In summary, our FEA assessed the global (L1–S1) ROM and maximum von Mises stress for a dual-rod construct and 3 different 4-rod constructs. The addition of accessory/satellite rods models resulted in higher reduction of maximum von Mises stress on the primary rods when used in the ACR models as compared to the PSO models. The ACR-SAT rod construct showed the highest FOS compared to all other ACR and PSO constructs. The findings of this study are consistent with the literature. Studies done by La Barbera et al. [13] and Godzik et al. [14] have observed that four-rod constructs successfully decrease rod fracture in ACR. Additionally, biomechanical study by Godzik et al. [14] comparing dual versus satellite rod construct following ACR concluded satellite rod construct to be superior to dual-rod construct in terms of reduction of ROM and rod strain. However, the stresses on the rods were not evaluated neither a comparison for other rod configurations following ACR or PSO was not done in that study. Additionally, La Barbera et al. [13] found that simple, 2-rod constructs suffered from much lower stability and higher rod fracture as compared to 4-rod constructs. The results of our computational study also predicted that 4-rod constructs experience lower maximum rod stresses when compared to the dual-rod model following both ACR and PSO. Thus, we highly recommend the use of supplementary rods to reduce the risk for implant failure in ACR and PSO. Due to relatively high failure rate of bilateral rods in PSO, supplementary rods are often used in PSO. On contrary, ACR is relatively a new technique, limited data are able available to compare it with the failure rates of rods in PSO. In a recent study, failure rate of 4.4% was reported for rods following ACR [1]. However, the study did not state that if the ACR constructs had supplementary rods or not. Thus, we believe more clinical data are required that compares failure in bilateral ACR construct vs bilateral rods plus supplementary rods.
3. Limitations
As with any computational study, our FEA also had certain limitations. This study did not consider the adverse effects of notches that are created on rods during manual rod contouring in a surgical environment. This study also did not simulate cyclic loading and thus how soon the rod construct will fail cannot be predicted. Another limitation of our study was that the model did not include paraspinal muscles. However, this limitation was addressed by the addition of follower loads that mitigate the muscle contractions and the bodyweight as proposed by Patwardhan et al. [30]. Other limitations of this FEA include the simplification of material properties and interactions between the different components of the model. Additionally, the use of rods with different materials that can influence the stress values of the rod constructs was not studied. However, this aspect should be explored and may prove to be beneficial in understanding the failure mechanism in rod constructs of different materials.
CONCLUSION
In conclusion, the 4-rod constructs consistently demonstrated lower maximum rod stresses when compared to the dualrod model following both ACR and PSO. The results of our study suggest that the 4-rod constructs proved to be more effective in ACR models rather than PSO models. These findings were consistent with existing literature that suggested the occurrence of rod fracture decreased when 4-rod constructs were implemented. Additionally, the ACR-SAT model is associated with the highest FOS and lowest maximum rod stress when compared to all other models.

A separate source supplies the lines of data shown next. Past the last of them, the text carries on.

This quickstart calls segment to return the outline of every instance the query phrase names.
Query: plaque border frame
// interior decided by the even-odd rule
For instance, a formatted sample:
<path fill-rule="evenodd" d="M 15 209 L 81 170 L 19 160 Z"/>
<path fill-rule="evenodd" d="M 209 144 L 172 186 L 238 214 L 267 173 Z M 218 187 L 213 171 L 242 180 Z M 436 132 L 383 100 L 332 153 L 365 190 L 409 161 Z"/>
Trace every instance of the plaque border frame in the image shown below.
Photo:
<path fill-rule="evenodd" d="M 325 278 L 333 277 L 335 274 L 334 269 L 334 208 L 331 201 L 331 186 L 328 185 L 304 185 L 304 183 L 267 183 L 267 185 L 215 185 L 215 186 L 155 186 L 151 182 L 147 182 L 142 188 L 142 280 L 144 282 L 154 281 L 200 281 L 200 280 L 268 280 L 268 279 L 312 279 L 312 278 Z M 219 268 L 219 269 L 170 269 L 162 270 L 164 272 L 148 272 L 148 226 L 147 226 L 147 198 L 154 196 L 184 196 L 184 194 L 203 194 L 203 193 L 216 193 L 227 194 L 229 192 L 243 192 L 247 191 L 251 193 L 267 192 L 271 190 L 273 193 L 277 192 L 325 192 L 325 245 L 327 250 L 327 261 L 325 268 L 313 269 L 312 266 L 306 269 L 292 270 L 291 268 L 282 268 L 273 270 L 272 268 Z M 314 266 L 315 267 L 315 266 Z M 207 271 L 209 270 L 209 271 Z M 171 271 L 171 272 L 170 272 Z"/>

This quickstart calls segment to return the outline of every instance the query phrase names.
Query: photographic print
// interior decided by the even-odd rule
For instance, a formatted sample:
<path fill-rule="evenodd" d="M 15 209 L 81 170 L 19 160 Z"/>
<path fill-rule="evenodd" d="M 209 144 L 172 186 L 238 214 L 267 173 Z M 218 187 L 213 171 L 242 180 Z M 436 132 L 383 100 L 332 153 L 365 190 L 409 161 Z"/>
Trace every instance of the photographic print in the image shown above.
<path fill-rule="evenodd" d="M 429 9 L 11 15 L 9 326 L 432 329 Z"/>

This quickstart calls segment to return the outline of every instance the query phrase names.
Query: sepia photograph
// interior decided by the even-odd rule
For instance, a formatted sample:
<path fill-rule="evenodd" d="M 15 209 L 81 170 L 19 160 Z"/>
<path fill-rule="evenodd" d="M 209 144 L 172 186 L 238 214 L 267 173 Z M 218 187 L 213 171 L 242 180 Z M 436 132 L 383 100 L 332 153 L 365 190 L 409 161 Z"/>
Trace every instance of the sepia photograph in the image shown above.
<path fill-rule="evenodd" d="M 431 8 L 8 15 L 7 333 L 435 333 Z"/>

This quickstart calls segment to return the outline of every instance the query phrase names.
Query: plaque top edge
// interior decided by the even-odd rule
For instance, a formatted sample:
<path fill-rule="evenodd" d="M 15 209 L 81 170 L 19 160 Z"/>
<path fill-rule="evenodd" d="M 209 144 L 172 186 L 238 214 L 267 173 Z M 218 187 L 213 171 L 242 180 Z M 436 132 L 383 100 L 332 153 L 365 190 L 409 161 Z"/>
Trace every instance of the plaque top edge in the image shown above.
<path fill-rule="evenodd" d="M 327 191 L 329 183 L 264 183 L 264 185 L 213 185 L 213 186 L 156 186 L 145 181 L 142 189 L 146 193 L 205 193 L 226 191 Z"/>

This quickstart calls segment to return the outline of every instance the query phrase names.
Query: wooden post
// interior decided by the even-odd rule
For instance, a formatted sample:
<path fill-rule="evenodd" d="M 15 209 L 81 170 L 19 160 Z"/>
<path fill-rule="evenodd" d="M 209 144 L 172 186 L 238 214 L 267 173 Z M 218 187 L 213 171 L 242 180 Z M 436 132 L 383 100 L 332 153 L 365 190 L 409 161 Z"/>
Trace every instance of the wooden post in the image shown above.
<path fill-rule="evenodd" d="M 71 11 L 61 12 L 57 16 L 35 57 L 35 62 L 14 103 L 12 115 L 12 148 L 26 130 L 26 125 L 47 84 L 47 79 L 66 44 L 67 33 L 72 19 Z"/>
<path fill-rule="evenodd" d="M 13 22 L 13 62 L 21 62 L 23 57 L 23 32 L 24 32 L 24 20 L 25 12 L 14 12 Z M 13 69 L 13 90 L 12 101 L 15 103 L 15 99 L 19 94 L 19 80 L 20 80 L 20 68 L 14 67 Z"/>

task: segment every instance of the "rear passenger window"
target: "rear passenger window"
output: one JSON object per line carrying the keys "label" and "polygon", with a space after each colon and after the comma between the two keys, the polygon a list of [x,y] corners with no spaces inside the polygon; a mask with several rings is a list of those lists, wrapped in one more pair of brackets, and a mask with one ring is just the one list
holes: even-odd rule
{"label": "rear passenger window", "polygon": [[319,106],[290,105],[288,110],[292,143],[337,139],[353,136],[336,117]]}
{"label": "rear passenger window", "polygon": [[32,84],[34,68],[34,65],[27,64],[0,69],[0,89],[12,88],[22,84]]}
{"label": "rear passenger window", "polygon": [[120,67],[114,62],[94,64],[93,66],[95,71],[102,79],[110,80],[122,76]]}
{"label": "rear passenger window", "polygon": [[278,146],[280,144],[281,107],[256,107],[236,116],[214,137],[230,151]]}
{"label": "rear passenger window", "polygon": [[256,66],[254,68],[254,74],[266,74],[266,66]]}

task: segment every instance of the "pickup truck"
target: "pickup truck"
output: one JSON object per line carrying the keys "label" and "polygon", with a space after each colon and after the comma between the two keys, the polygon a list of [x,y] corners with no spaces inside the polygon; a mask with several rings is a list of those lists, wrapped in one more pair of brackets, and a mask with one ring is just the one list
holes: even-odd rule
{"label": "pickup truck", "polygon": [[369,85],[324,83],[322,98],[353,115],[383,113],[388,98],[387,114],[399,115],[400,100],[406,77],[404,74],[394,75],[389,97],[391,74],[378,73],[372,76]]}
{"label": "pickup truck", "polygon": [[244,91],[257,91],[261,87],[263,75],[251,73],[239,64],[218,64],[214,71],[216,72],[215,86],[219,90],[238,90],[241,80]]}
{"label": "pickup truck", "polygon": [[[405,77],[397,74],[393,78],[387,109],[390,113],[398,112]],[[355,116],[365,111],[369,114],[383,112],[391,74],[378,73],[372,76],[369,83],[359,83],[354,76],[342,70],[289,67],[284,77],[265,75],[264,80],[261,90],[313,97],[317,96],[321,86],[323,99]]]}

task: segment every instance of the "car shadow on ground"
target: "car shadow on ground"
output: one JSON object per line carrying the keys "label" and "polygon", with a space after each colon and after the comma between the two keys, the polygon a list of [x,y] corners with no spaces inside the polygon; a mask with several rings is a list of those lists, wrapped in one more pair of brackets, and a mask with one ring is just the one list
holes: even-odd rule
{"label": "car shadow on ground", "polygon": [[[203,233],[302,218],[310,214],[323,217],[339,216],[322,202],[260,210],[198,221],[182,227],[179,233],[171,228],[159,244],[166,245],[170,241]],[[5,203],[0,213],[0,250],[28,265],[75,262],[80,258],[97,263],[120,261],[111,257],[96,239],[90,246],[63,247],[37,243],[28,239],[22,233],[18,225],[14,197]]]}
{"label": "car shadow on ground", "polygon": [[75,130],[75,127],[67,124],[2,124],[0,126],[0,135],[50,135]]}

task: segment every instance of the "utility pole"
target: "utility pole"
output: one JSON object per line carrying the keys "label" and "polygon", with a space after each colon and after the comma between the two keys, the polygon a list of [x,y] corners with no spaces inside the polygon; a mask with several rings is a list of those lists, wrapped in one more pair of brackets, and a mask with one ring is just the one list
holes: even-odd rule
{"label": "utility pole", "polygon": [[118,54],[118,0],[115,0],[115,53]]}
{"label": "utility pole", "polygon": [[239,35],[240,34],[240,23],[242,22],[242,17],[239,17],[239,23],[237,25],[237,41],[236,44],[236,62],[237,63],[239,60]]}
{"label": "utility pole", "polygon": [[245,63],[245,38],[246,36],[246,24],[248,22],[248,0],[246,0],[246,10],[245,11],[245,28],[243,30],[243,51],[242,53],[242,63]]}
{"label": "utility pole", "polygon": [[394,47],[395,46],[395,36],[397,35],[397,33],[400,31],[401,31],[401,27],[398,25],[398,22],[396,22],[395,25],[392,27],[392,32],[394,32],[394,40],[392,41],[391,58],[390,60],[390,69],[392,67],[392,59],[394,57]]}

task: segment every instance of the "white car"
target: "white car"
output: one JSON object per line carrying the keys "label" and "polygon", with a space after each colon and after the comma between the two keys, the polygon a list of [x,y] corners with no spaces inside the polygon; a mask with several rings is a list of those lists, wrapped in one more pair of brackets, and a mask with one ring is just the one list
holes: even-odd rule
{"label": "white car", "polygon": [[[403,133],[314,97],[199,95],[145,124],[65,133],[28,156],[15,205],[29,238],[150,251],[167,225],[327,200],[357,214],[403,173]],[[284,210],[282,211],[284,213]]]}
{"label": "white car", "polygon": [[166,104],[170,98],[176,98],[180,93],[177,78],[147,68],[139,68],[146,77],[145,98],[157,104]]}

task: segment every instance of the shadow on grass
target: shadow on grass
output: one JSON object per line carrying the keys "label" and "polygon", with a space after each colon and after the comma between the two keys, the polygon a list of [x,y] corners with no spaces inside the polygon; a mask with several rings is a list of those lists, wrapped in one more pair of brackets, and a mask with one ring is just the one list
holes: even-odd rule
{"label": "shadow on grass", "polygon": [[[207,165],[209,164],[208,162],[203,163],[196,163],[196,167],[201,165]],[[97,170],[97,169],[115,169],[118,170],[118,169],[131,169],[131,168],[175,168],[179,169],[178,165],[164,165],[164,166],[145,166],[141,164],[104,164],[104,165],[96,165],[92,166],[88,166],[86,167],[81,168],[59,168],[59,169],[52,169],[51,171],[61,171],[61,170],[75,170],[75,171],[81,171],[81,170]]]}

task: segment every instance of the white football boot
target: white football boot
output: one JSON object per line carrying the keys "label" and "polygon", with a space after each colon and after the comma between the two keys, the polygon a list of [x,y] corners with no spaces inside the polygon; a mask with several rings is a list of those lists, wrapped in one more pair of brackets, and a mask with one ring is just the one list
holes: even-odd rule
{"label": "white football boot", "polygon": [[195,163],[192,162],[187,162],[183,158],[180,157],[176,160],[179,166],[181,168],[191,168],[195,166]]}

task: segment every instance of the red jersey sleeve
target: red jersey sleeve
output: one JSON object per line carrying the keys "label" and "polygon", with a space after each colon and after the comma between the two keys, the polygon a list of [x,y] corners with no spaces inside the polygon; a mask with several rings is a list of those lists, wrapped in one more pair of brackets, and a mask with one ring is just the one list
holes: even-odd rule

ACR reduces the risk for complication compared to PSO, but the use of 4-rod constructs may also be more beneficial in ACR compared to PSO. However, additional in vitro and clinical studies are required to confirm that this type of construct is superior to other constructs tested in this study.
Acknowledgments
The work was supported in part by NSF Industry/University Cooperative Research Center at The University of California at San Francisco, San Francisco, CA, The University of Toledo, Toledo, Ohio, The Ohio State University, Columbus, Ohio and Northeastern University, Boston, Massachusetts (www.nsfcdmi.org), and by an allocation from the Ohio Supercomputer Center.
Footnotes
The authors have nothing to disclose.